Xavier had walked the earth for thousands of years. He’d encountered other angels thousands of times. If he didn’t want to be seen, didn’t want to be found, he could remove himself from their minds.
Except perhaps from the rare angels who were as old as he.
“I know you’re here, friend.” Laurence didn’t bother to stalk. He stood in the middle of the road, basked in streetlight. A dare.
Xavier wasn’t young or foolish enough to take it.
Discovery outside of Vauclain House meant that he’d had to flee rather than pursue and kill Cari Dolan. This wasted time could cost the war. Was this the moment that Shadow overtook Order?
“You’ve lost your way,” Xavier said. He didn’t have time to be educating someone who should know better; they both should be hunting the Dolan. What was she doing? Where was she? “Order and Shadow do not belong together.”
He’d have to find Mason Stray. Trace him and he’d find the woman, though it would be more difficult now that Mason had learned, probably had been instructed, to conceal his soul.
“The Earth is dying.” Laurence faced into the darkness. “She needs Shadow again.”
“Shadow
is
death! You’ve forgotten.”
Laurence smiled to the night. “I haven’t forgotten
you
.”
Cari watched Mason check his phone for a text for the tenth time in the last half hour. “It’s not safe to text and drive.”
A helicopter had taken them from the Dolan property—first time she’d released the wards upward, to the sky—to New Haven, where a car had been waiting. An old Camaro, typical of Mason, but she understood his reasoning a little better now. Apparently there had been three other landing sites and cars waiting, the choice made only after they were in the air. These were the precautions to avoid the notice of the rogue angel.
Mason put his phone back on his lap, looking grim. “Sorry. I’m waiting for a message from Fletcher.”
So that’s what it was, or who. His son was on his mind. The worry was evident in the set of Mason’s jaw and the long silences during their journey.
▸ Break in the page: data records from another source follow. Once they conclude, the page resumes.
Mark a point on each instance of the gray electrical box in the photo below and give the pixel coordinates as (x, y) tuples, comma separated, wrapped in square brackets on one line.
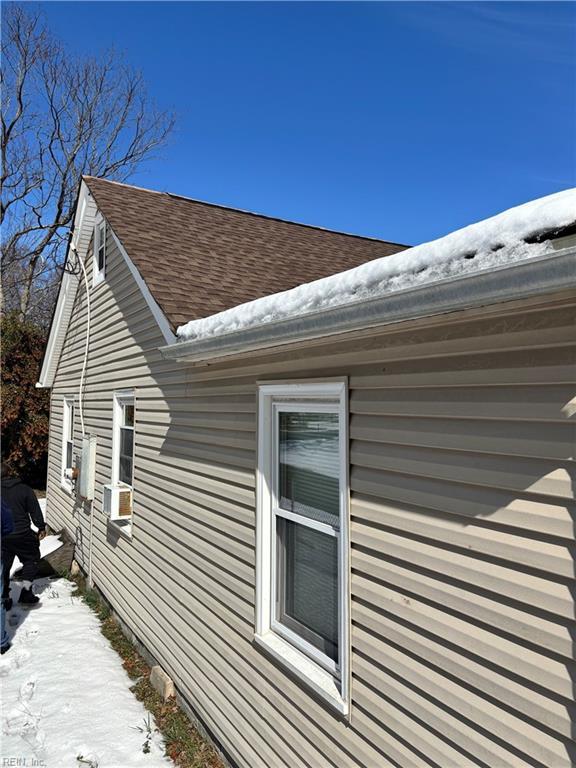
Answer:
[(88, 467)]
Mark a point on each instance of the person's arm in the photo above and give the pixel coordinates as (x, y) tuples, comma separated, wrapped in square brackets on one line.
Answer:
[(35, 512), (7, 519)]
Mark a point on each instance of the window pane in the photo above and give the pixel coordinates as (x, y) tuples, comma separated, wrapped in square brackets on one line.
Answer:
[(308, 584), (126, 442), (128, 411), (101, 246), (309, 465), (125, 470)]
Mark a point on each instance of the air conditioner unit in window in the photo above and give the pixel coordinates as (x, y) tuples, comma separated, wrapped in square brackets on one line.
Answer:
[(117, 501)]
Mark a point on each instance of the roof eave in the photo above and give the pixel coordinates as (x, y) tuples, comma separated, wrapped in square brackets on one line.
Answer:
[(547, 274)]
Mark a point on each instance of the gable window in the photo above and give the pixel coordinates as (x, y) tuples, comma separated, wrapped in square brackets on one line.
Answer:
[(67, 443), (99, 265), (117, 502), (302, 534)]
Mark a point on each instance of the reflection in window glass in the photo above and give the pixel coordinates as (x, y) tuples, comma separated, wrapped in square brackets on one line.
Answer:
[(309, 465)]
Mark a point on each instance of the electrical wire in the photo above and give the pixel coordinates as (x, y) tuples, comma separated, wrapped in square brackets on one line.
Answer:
[(86, 347)]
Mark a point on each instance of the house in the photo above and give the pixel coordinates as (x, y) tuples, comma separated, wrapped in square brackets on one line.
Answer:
[(337, 509)]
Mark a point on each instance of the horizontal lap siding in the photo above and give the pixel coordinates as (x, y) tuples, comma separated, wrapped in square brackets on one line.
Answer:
[(462, 519)]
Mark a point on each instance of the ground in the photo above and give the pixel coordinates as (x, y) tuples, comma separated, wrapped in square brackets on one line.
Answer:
[(66, 699)]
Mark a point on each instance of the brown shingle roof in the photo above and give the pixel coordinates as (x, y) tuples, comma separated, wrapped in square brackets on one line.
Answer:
[(198, 258)]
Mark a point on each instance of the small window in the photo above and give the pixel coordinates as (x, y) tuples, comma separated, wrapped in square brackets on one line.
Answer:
[(302, 602), (99, 265), (123, 454), (118, 495), (67, 442)]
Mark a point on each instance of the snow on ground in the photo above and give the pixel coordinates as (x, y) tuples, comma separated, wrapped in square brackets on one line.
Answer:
[(65, 694), (48, 545), (487, 244)]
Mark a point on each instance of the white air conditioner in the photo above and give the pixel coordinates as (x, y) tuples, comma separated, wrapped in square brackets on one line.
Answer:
[(117, 501)]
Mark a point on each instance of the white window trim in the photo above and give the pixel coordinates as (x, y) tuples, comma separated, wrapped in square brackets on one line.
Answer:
[(120, 398), (98, 275), (335, 691), (67, 405)]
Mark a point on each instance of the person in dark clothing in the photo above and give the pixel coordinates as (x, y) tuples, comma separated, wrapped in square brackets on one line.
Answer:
[(7, 528), (23, 542)]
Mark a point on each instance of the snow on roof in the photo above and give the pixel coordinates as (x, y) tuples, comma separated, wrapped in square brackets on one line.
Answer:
[(508, 237)]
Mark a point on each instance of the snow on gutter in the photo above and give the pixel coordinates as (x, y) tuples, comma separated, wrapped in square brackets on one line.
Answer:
[(495, 260)]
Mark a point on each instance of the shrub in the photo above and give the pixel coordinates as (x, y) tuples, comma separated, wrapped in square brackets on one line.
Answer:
[(25, 409)]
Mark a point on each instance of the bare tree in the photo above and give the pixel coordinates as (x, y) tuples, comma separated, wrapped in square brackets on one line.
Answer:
[(62, 117)]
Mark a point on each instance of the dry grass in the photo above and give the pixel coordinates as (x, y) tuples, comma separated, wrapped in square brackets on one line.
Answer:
[(184, 744)]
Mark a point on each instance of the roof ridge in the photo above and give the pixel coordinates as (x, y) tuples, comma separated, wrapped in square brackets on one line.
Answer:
[(248, 213)]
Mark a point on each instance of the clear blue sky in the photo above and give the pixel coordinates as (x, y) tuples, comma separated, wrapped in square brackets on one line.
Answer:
[(395, 120)]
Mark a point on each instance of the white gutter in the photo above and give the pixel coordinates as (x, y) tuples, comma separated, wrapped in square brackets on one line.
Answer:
[(546, 274)]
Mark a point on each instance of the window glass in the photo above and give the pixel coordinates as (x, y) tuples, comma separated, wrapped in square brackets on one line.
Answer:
[(101, 246), (125, 437), (126, 442), (307, 585), (71, 422), (128, 415), (125, 470), (308, 472)]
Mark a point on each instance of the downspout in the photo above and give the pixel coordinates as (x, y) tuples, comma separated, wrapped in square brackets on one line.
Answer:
[(81, 399)]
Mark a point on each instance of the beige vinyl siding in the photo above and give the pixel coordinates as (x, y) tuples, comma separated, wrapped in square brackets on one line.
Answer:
[(462, 520)]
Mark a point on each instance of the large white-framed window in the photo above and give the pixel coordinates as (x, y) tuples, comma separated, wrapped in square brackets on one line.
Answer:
[(118, 495), (99, 262), (302, 560), (67, 443)]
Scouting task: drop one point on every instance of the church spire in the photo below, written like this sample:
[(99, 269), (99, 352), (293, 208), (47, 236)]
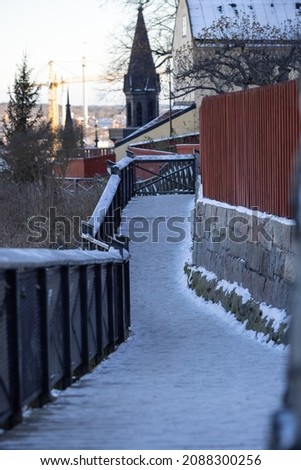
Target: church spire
[(141, 83)]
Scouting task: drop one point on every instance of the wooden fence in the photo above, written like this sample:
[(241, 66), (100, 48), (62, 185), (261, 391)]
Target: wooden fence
[(248, 147)]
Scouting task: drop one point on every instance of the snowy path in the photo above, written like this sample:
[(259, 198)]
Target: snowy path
[(190, 376)]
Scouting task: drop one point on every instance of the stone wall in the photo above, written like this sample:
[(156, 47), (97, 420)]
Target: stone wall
[(251, 249)]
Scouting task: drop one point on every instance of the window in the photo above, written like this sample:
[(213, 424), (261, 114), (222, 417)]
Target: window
[(139, 114), (184, 25)]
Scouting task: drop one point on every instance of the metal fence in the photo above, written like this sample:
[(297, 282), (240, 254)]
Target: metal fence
[(248, 146), (62, 311), (132, 176)]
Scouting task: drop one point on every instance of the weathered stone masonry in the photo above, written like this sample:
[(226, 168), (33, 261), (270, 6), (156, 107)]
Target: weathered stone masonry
[(250, 249)]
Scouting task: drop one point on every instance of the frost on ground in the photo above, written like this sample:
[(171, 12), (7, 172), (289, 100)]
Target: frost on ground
[(190, 377)]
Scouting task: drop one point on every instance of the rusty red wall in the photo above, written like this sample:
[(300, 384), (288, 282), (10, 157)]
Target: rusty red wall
[(248, 143), (87, 167), (97, 165)]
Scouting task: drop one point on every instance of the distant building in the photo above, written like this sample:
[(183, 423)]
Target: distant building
[(195, 15), (141, 84)]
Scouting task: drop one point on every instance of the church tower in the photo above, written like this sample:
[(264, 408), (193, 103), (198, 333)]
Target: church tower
[(141, 83)]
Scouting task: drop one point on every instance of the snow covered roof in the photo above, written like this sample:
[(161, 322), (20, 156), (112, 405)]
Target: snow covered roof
[(204, 12)]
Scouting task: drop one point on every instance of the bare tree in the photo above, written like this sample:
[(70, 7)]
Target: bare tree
[(238, 53), (28, 136)]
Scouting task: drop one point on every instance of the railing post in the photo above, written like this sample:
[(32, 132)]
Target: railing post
[(67, 379), (84, 319), (127, 288), (99, 312), (45, 396), (15, 348), (111, 306)]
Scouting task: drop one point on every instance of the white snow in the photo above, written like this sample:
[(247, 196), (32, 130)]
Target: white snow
[(241, 209), (190, 377)]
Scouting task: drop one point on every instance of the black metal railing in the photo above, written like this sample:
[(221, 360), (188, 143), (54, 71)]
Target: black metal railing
[(134, 176), (61, 312)]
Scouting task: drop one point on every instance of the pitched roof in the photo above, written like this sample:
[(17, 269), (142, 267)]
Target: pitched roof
[(204, 12)]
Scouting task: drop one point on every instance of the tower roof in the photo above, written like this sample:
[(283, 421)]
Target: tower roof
[(141, 74)]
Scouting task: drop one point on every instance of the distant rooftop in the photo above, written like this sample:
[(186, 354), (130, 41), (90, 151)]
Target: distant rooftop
[(204, 12)]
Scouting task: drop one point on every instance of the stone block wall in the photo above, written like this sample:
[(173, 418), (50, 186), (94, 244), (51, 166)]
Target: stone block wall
[(252, 249)]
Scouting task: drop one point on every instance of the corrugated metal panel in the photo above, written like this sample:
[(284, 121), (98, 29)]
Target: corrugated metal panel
[(248, 147)]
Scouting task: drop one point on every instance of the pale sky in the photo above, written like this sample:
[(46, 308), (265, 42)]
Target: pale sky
[(62, 31)]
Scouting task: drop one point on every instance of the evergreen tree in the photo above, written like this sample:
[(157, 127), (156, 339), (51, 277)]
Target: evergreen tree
[(28, 136)]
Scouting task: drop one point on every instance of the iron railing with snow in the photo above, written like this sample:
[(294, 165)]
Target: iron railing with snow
[(62, 311), (133, 176)]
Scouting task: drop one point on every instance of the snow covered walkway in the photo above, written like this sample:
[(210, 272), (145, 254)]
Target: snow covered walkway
[(189, 377)]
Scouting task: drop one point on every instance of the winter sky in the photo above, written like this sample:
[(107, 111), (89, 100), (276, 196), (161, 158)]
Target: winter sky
[(62, 31)]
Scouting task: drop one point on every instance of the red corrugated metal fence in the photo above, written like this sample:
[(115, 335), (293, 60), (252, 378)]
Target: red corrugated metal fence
[(248, 144)]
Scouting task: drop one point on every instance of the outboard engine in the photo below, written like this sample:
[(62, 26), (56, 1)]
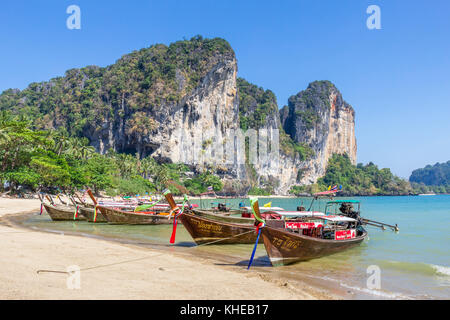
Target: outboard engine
[(222, 207)]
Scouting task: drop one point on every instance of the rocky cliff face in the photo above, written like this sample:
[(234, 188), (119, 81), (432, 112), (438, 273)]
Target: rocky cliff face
[(320, 118), (184, 103)]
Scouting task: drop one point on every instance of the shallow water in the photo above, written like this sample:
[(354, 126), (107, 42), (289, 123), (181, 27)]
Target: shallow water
[(414, 263)]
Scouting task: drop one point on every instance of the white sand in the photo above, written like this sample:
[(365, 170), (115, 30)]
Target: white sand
[(128, 272)]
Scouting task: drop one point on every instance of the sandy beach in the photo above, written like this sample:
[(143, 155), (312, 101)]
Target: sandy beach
[(111, 270)]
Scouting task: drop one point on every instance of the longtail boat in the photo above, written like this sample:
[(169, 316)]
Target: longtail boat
[(290, 241), (120, 213), (204, 230), (62, 213), (89, 214), (117, 216), (213, 226)]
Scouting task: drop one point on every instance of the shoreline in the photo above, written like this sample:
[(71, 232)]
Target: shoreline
[(113, 270)]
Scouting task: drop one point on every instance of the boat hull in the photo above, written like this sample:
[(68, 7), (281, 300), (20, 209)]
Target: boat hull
[(204, 230), (114, 216), (223, 216), (285, 247), (62, 213), (89, 214)]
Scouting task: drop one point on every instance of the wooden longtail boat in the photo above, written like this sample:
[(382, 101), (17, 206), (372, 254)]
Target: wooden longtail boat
[(62, 213), (204, 230), (213, 226), (117, 216), (89, 214), (297, 240), (285, 247)]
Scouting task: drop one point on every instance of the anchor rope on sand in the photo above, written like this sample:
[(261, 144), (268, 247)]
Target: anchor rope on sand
[(139, 259)]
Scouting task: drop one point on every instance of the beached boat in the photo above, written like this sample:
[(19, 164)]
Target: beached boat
[(215, 226), (309, 237), (89, 213), (62, 212), (285, 245), (117, 216), (224, 230)]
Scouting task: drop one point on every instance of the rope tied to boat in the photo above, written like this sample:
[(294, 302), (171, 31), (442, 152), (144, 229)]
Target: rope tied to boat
[(95, 213), (175, 218), (75, 216), (259, 226)]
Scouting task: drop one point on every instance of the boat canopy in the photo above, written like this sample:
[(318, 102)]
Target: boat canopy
[(299, 213), (343, 201), (338, 218), (265, 208)]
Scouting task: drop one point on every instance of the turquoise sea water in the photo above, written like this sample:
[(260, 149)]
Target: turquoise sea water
[(414, 263)]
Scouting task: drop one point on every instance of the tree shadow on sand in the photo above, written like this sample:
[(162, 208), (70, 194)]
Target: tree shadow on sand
[(262, 261)]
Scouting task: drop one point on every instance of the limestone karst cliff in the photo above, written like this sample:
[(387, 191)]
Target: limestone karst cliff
[(320, 118), (185, 103)]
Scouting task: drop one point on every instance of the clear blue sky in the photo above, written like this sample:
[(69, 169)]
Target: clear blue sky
[(396, 78)]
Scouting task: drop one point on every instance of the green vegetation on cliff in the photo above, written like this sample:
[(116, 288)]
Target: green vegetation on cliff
[(255, 104), (258, 108), (34, 159), (145, 80)]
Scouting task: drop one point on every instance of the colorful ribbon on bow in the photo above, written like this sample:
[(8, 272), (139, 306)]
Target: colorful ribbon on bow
[(75, 215), (175, 220)]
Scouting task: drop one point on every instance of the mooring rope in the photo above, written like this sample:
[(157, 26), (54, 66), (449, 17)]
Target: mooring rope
[(139, 259)]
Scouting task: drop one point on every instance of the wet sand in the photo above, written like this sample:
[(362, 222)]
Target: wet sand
[(110, 270)]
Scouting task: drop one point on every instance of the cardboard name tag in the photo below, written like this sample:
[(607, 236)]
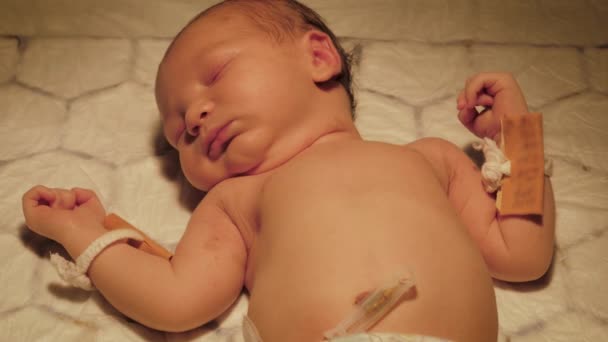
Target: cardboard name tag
[(522, 192), (113, 221)]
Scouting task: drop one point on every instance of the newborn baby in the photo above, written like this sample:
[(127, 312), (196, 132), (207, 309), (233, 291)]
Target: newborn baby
[(300, 210)]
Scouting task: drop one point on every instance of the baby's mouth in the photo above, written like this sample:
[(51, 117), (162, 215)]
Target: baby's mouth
[(219, 143)]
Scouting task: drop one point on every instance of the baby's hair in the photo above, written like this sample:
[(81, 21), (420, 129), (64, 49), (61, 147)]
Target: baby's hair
[(284, 19)]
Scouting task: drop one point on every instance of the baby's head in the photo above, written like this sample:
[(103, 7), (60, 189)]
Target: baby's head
[(247, 84)]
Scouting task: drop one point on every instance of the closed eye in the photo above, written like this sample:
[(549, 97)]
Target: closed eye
[(217, 71)]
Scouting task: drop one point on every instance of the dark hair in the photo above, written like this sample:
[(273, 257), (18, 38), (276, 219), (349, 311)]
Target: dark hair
[(286, 18)]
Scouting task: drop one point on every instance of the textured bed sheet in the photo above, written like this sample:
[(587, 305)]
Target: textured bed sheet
[(77, 109)]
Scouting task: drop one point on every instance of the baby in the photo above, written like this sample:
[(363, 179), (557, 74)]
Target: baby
[(303, 213)]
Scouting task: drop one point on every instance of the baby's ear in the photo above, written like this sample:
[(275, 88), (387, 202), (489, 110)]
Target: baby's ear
[(325, 59)]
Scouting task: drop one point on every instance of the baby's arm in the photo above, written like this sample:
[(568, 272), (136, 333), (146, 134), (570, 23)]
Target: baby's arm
[(515, 248), (202, 280)]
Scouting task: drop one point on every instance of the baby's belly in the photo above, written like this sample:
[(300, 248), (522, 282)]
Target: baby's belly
[(323, 245)]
“Was he exposed?” The immediate concern of every mage these days.
Mason looked over, surprised. “No. Not since the May Fair, anyway. It’s just the transition has been a little hard on him. He should be fine.”
Cari didn’t like the phrasing “should be,” but it wasn’t her place to ask more. She wanted to though—Mason as a father captured her attention in strange ways. She wondered what he was like with Fletcher—she had felt echoes of it in how he’d treated her and wanted to see the real thing with her own eyes. Giving up his son had to have been difficult. Something about Mason was stricken, and it made her hurt, too.